What’s the Difference Between a 401(k) and a Roth 401(k)?
Hypothetical: Let’s say you begin a new job (Congratulations!) and it’s your first day in the workplace. After the office tour, you’re probably going through the process of enrolling for employee benefits with the Human Resources representative. Scanning the retirement benefits form, you suddenly stop when you make it to the 401(k) contribution section, confused by your two options: Traditional 401(k) and Roth 401(k). What’s the difference? What to do next?

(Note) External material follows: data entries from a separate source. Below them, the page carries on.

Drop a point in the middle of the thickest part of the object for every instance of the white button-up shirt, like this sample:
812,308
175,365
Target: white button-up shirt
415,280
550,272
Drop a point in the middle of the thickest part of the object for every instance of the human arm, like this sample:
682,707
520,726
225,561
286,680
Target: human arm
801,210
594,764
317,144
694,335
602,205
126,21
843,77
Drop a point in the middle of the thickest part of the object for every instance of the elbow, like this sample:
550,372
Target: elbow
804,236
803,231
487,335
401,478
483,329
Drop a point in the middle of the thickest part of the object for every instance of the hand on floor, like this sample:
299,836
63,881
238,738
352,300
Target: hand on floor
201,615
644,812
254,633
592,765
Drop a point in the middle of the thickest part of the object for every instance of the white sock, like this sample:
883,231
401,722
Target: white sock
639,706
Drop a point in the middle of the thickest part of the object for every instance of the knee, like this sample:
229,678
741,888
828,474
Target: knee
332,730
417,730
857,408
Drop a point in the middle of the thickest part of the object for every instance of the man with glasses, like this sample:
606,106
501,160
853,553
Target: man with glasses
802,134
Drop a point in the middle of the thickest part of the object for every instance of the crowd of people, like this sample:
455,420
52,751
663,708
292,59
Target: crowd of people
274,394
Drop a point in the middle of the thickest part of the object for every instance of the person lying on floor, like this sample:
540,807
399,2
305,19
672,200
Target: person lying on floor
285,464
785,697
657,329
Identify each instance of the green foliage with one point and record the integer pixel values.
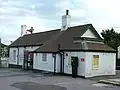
(111, 38)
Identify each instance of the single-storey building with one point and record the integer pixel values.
(77, 50)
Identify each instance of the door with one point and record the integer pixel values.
(28, 60)
(74, 63)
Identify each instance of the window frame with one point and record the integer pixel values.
(44, 57)
(14, 55)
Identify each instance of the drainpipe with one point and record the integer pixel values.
(18, 58)
(0, 52)
(54, 56)
(61, 60)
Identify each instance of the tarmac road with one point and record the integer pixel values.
(13, 79)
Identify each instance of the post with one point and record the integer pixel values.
(0, 52)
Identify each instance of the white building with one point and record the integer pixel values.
(55, 50)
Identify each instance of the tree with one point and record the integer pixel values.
(111, 38)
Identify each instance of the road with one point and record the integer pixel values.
(13, 79)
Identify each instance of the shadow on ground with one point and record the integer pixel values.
(35, 86)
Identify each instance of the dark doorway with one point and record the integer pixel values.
(74, 62)
(28, 60)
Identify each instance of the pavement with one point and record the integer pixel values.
(115, 82)
(15, 79)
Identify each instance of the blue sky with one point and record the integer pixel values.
(46, 15)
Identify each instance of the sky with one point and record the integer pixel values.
(45, 15)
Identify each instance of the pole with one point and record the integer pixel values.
(0, 52)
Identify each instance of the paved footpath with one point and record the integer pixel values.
(12, 79)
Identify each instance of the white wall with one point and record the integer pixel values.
(20, 54)
(48, 65)
(67, 65)
(89, 34)
(107, 64)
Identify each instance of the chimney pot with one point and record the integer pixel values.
(67, 12)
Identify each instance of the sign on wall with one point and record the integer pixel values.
(69, 61)
(95, 62)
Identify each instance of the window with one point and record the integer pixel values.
(95, 62)
(14, 54)
(44, 57)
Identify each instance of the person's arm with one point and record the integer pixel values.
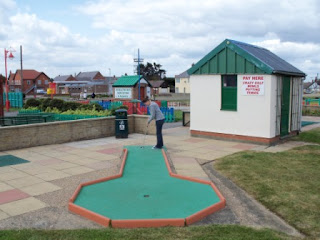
(152, 113)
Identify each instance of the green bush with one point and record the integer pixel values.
(311, 112)
(32, 102)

Traditional 401(k) contributions have been around since the 401(k) plan was created: you the employee specify a fixed percentage (%) or dollar amount ($) that is deducted from your paycheck and deposited to a retirement account created for you by your employer. Then the funds are invested in stocks and bonds for future growth to fund your retirement. Traditional 401(k) contributions are made on a pre-tax basis, which simply means that income taxes are not withheld on those amounts set aside for retirement. Instead, you pay income taxes when you take a distribution payment from the Traditional 401(k) when you are retired.
Roth 401(k) contributions are a relatively new concept – you the employee still specify a fixed percentage (%) or dollar amount ($) that is deducted from your paycheck and deposited to your employer-sponsored retirement account, but the key difference is that Roth 401(k) contributions are made on an after-tax basis. This means that taxes are withheld on the amounts you set aside for retirement, and the net amount after withholding is invested for future growth. When it comes time to take a distribution payment from the Roth 401(k) when you are retired, no income tax is due – it was already paid when you set the money aside earlier.
Choosing the Best Option for You
Now that you understand the difference, which one should you choose? It depends on income tax rates – if one expects income tax rates to increase in the future, a Roth 401(k) contribution makes sense (better to pay the lower income tax rate today and avoid the higher income tax rate in the future when you are retired and begin taking distributions). On the flip side, if one expects income tax rates to decrease in the future, a Traditional 401(k) contribution is preferable (better to avoid paying today’s high income tax rates and instead pay a lower rate in the future when you begin taking distributions in retirement).
Without a crystal ball, it is difficult to know what will happen with income tax policy – that’s up to Congress. You might consider hedging your bets and making both Traditional 401(k) and Roth 401(k) contributions. Let’s say you’ve decided to contribute 10% of your wages to the 401(k) – you could split it 5% Traditional 401(k) and 5% Roth 401(k) if the plan allows. Be sure to consult with your accountant/tax preparer, a wealth advisor and your Human Resources representative for the details.